Hakon Jarl, such the style he took, had engaged to pay some kind of tribute to King Blue-tooth, "if he could;" but he never did pay any, pleading always the necessity of his own affairs; with which excuse, joined to Hakon's readiness in things less important, King Blue-tooth managed to content himself, Hakon being always his good neighbor, at least, and the two mutually dependent. In Norway, Hakon, without the title of king, did in a strong-handed, steadfast, and at length, successful way, the office of one; governed Norway (some count) for above twenty years; and, both at home and abroad, had much consideration through most of that time; specially amongst the heathen orthodox, for Hakon Jarl himself was a zealous heathen, fixed in his mind against these chimerical Christian innovations and unsalutary changes of creed, and would have gladly trampled out all traces of what the last two kings (for Greyfell, also, was an English Christian after his sort) had done in this respect. But he wisely discerned that it was not possible, and that, for peace's sake, he must not even attempt it, but must strike preferably into "perfect toleration," and that of "every one getting to heaven or even to the other goal in his own way." He himself, it is well known, repaired many heathen temples (a great "church builder" in his way!), manufactured many splendid idols, with much gilding and such artistic ornament as there was,--in particular, one huge image of Thor, not forgetting the hammer and appendages, and such a collar (supposed of solid gold, which it was not quite, as we shall hear in time) round the neck of him as was never seen in all the North. How he did his own Yule festivals, with what magnificent solemnity, the horse-eatings, blood-sprinklings, and other sacred rites, need not be told. Something of a "Ritualist," one may perceive; perhaps had Scandinavian Puseyisms in him, and other desperate heathen notions. He was universally believed to have gone into magic, for one thing, and to have dangerous potencies derived from the Devil himself. The dark heathen mind of him struggling vehemently in that strange element, not altogether so unlike our own in some points.
For the rest, he was evidently, in practical matters, a man of sharp, clear insight, of steadfast resolution, diligence, promptitude; and managed his secular matters uncommonly well. Had sixteen Jarls under him, though himself only Hakon Jarl by title; and got obedience from them stricter than any king since Haarfagr had done. Add to which that the country had years excellent for grass and crop, and that the herrings came in exuberance; tokens, to the thinking mind, that Hakon Jarl was a favorite of Heaven.

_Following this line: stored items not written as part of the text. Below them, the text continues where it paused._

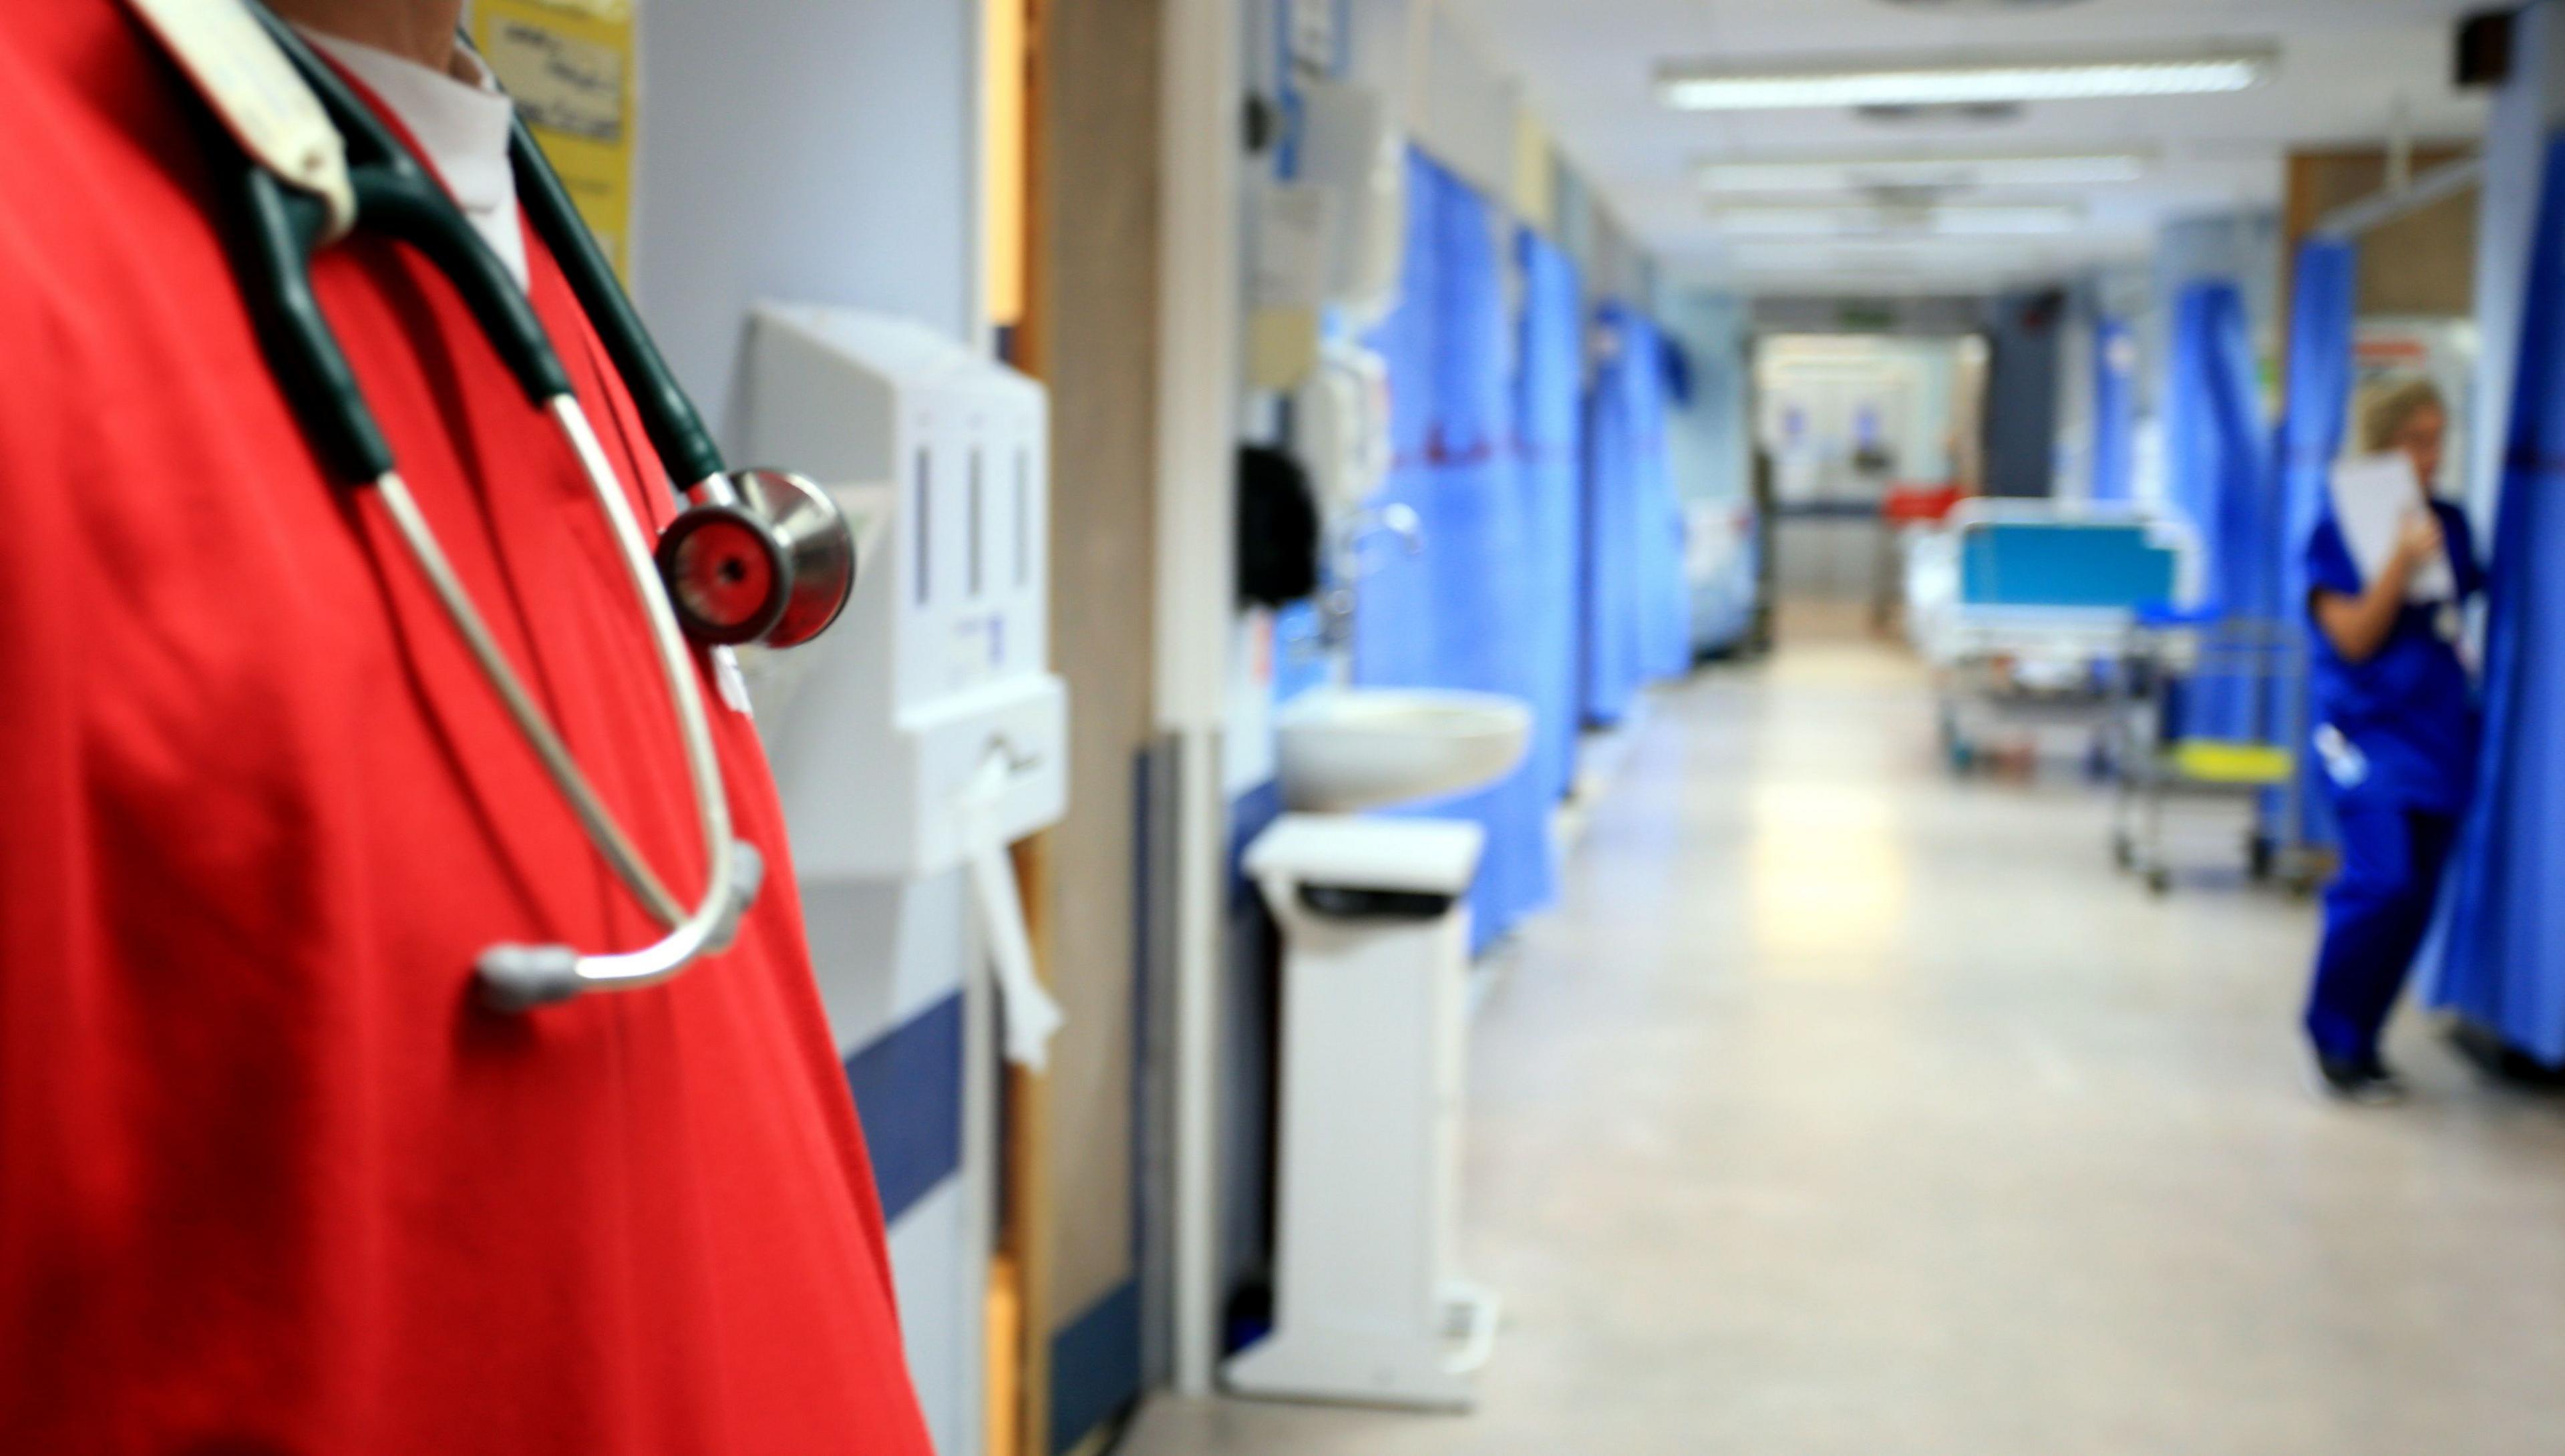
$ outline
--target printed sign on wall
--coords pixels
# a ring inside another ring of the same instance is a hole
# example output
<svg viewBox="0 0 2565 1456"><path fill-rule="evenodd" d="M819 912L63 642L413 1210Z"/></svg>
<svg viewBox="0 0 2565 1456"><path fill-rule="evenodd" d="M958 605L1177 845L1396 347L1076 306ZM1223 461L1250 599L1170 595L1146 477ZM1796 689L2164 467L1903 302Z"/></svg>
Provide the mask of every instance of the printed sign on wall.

His fight with the far-famed Jomsvikings was his grandest exploit in public rumor. Jomsburg, a locality not now known, except that it was near the mouth of the River Oder, denoted in those ages the impregnable castle of a certain hotly corporate, or "Sea Robbery Association (limited)," which, for some generations, held the Baltic in terror, and plundered far beyond the Belt,--in the ocean itself, in Flanders and the opulent trading havens there,--above all, in opulent anarchic England, which, for forty years from about this time, was the pirates' Goshen; and yielded, regularly every summer, slaves, Danegelt, and miscellaneous plunder, like no other country Jomsburg or the viking-world had ever known. Palnatoke, Bue, and the other quasi-heroic heads of this establishment are still remembered in the northern parts. _Palnatoke_ is the title of a tragedy by Oehlenschlager, which had its run of immortality in Copenhagen some sixty or seventy years ago.
I judge the institution to have been in its floweriest state, probably now in Hakon Jarl's time. Hakon Jarl and these pirates, robbing Hakon's subjects and merchants that frequented him, were naturally in quarrel; and frequent fightings had fallen out, not generally to the profit of the Jomsburgers, who at last determined on revenge, and the rooting out of this obstructive Hakon Jarl. They assembled in force at the Cape of Stad,--in the Firda Fylke; and the fight was dreadful in the extreme, noise of it filling all the north for long afterwards.